Second-order inertial algorithms for very large-scale optimization
Speaker: Camille Castera (postdoc at the University of Tübingen)
Title: Second-order inertial algorithms for very large-scale optimization
Abstract: Non-convex non-smooth optimization has gained a lot of interest due to the efficiency of neural networks in many practical applications and the need to "train" them. Training amounts to solving very large-scale optimization problems. In this context, standard algorithms almost exclusively rely on inexact (sub-)gradients through automatic differentiation and mini-batch sub-sampling. As a result, first-order methods (SGD, ADAM, etc.) remain the most used ones to train neural networks.
Driven by a dynamical system approach, we build INNA, an inertial and Newtonian algorithm, exploiting second-order information on the function only by means of first-order automatic differentiation and mini-batch sub-sampling. By analyzing together the dynamical system and INNA, we prove the almost-sure convergence of the algorithm to the critical points of the objective function.
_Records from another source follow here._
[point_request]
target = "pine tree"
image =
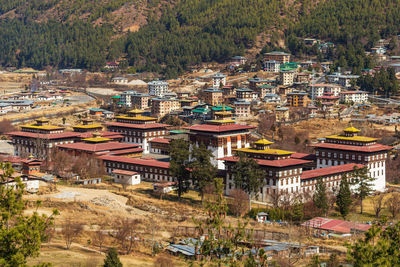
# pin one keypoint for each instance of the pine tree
(20, 234)
(363, 184)
(203, 172)
(179, 152)
(343, 198)
(248, 176)
(320, 198)
(112, 259)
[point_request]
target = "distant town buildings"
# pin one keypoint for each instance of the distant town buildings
(218, 80)
(349, 148)
(278, 56)
(286, 77)
(158, 88)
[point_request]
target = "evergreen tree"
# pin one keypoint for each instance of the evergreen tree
(320, 198)
(20, 234)
(179, 153)
(378, 247)
(112, 259)
(248, 176)
(219, 248)
(202, 170)
(343, 198)
(363, 184)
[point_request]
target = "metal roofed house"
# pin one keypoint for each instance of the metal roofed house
(336, 226)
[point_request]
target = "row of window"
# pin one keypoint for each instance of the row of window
(353, 156)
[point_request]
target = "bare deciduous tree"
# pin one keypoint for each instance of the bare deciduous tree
(126, 233)
(239, 204)
(99, 237)
(377, 203)
(71, 230)
(393, 204)
(6, 126)
(163, 261)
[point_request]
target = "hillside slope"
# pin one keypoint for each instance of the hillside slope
(168, 36)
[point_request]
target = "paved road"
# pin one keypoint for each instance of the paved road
(382, 99)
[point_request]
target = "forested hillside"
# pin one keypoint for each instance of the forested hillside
(176, 34)
(353, 25)
(204, 30)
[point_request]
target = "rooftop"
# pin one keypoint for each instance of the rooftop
(137, 126)
(279, 163)
(123, 172)
(263, 142)
(136, 161)
(370, 148)
(219, 128)
(352, 138)
(330, 170)
(45, 136)
(268, 151)
(99, 147)
(42, 127)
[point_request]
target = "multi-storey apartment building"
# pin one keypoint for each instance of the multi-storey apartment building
(158, 88)
(278, 56)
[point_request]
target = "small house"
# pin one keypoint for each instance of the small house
(126, 177)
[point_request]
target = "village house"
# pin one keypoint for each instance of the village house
(278, 56)
(286, 77)
(281, 114)
(263, 90)
(237, 61)
(317, 90)
(158, 88)
(120, 80)
(213, 96)
(242, 108)
(163, 106)
(272, 99)
(349, 147)
(126, 177)
(356, 97)
(218, 80)
(297, 99)
(272, 66)
(246, 94)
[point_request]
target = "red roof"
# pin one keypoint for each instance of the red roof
(98, 147)
(45, 136)
(126, 151)
(123, 172)
(160, 140)
(335, 225)
(305, 156)
(136, 161)
(352, 92)
(272, 163)
(11, 159)
(219, 128)
(137, 126)
(105, 134)
(330, 170)
(328, 97)
(32, 161)
(369, 148)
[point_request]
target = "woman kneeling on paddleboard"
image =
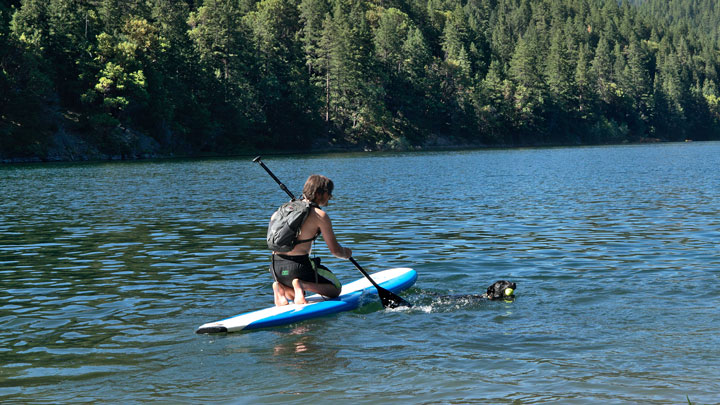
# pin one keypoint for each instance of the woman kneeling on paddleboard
(294, 271)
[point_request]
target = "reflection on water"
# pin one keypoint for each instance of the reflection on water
(107, 269)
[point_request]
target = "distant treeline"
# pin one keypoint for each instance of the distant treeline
(223, 76)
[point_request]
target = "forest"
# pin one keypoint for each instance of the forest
(83, 79)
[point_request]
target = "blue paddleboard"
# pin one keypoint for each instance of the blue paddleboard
(395, 280)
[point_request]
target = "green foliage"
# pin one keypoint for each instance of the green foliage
(218, 76)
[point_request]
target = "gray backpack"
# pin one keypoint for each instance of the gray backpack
(285, 225)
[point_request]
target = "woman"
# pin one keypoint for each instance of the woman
(294, 271)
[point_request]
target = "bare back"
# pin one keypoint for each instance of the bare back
(316, 222)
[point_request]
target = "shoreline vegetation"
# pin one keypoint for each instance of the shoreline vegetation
(138, 79)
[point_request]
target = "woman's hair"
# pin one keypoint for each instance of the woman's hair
(317, 184)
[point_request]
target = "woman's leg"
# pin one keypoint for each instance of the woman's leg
(298, 287)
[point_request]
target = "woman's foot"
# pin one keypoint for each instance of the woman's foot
(280, 299)
(299, 293)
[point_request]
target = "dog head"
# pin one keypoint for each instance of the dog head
(499, 289)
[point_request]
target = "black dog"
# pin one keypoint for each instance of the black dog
(497, 291)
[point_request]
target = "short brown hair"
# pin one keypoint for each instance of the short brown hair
(317, 184)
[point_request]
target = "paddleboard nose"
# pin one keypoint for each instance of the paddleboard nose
(211, 329)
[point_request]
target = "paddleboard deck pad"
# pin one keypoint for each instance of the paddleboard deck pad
(395, 280)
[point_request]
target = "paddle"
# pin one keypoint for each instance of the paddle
(388, 298)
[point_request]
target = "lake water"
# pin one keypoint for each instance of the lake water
(108, 269)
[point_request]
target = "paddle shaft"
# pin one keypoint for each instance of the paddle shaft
(282, 186)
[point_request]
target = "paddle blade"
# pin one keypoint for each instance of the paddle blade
(391, 300)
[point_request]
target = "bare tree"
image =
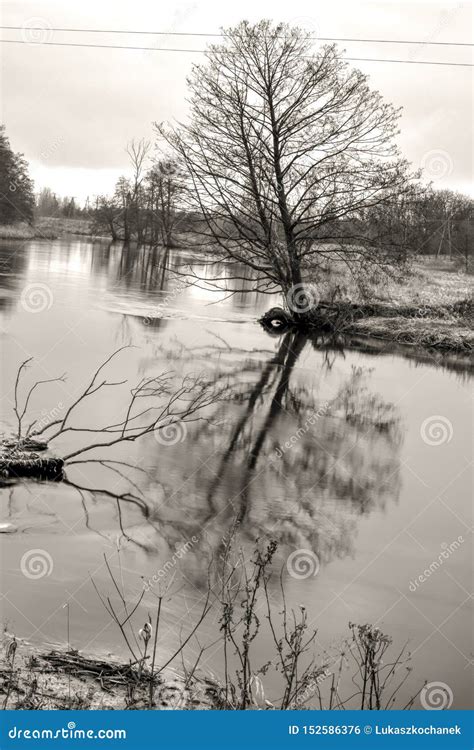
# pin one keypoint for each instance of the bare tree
(138, 152)
(285, 151)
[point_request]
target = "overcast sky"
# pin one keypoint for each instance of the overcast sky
(71, 111)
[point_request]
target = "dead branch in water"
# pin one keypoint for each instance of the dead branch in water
(154, 405)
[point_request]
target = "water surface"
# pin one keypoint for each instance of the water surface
(319, 447)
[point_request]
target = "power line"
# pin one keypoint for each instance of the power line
(201, 51)
(215, 35)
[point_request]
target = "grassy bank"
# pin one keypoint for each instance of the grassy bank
(47, 228)
(36, 679)
(429, 304)
(437, 295)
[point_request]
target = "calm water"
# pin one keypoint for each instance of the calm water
(321, 450)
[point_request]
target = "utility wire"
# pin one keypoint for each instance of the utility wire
(202, 34)
(191, 51)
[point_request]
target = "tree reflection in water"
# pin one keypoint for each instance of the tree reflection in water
(287, 465)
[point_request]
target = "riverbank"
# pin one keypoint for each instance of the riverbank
(431, 306)
(35, 679)
(46, 228)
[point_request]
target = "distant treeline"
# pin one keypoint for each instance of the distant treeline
(150, 208)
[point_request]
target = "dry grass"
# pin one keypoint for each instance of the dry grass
(46, 227)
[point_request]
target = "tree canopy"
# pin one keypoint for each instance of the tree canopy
(286, 151)
(16, 187)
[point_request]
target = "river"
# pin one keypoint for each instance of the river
(356, 457)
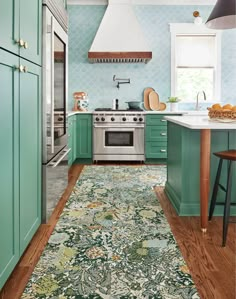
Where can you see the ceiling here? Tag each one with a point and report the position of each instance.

We also show that despite its second-order nature, INNA is likely to avoid strict-saddle points (formally, the limit is a local minimum with overwhelming probability).
Practical considerations will be discussed, and some deep learning experiments will be presented.
Finally, we provide insights into a recent work that paves the way for the design of faster second-order methods.
This includes joint work with J. Bolte, C. Févotte, E. Pauwels, H. Attouch, J. Fadili, and P. Ochs.
More information: https://camcastera.github.io/
Talk in room M7 101 (Campus Monod, ENS de Lyon)